Gravity Use this with caution because of the gun violence and use of language (though the BFI included it in a collection of short films to use with 12-14 year olds which is where I first came across it). Surprising and horrifying resolution. 5 minutes.
Here’s an example of one student’s notes for Alma (excuse the Elma):
With each short film, students’ confidence grew with their understanding of the Narrative Arc and being able to identify the key parts in each film. There was a little bit of lively debate too, which is always good, and a developing awareness of the ways in which storytellers make different decisions about the length of each part of the Narrative Arc e.g. a really short or a really long exposition.
Using the Narrative Arc to plan a response
I showed students the following question from one of AQA’s Sample Assessment packs and asked them to use the Narrative Arc to plan a whole narrative.
Although the question only demands an opening, I think it’s important that students spend a couple of minutes planning where the narrative would go. We don’t want students to simply keep writing until the time runs out (especially if we want them to meet the requirements of a ‘consciously crafted’ structure). We want students to write a developed exposition followed by rising action but withhold the climax. Critically, if students know what the climax would be it will enable them to write a far better opening because the narrative is actually going somewhere. The rising action is arguably the most important part of any story because it sets up the climax – if students have no idea where the story is going that’s going to be obvious to the examiner and the rising action will be flawed (what is it rising towards?).
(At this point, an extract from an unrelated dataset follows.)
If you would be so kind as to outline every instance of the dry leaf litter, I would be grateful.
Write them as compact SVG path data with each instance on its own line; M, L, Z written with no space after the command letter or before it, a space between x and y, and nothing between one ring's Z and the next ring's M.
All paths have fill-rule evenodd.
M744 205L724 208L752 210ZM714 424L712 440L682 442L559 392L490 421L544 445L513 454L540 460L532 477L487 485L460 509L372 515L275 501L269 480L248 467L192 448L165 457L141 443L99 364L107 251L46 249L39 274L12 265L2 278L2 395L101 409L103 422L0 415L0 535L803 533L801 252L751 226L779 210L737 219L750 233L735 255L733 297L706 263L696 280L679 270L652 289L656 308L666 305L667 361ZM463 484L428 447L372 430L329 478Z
After sharing some plans and discussing ideas, I gave students this question which does demand of them an entire story.
Again, they planned a full response and I talked through my guidance that each paragraph of their response would constitute a part of the Narrative Arc e.g.
Paragraph 1 – Exposition
Paragraph 2 – Rising Action
Paragraph 3 – Rising Action
Paragraph 4 – Climax
Paragraph 5 – Falling Action and Resolution
The beauty of this planning, is that not only do they know where to go (and they have something ‘consciously crafted’) but, if they run out of time, they could skip a part of the rising action or have a very short resolution – the examiner would be able to see what was intended – and this would be easier to manage because they would know the structure they were working with.
Here’s some example planning from one student:
There’s clearly more work to be done (this was an introduction) in follow up lessons about making details matter and unity of time/action/place. Some of the plans indicate a tendency to over extend the reach of a short story and an obsession with tsunamis (I must ask Geography what they’ve been teaching recently…) but I’m confident they left the lesson with a more grounded understanding of the key elements of a narrative of any length; even one that lasts just 3 minutes.
A bit of writing to end
To wrap things up, I asked the class to write the exposition for one of the short films we had watched. I wanted them to demonstrate their understanding of what should be included in the exposition of one of these narratives but also show the skills we’ve been developing this year of writing something compelling with a variety of sentence structures, punctuation and ambitious vocabulary etc. I was pretty impressed.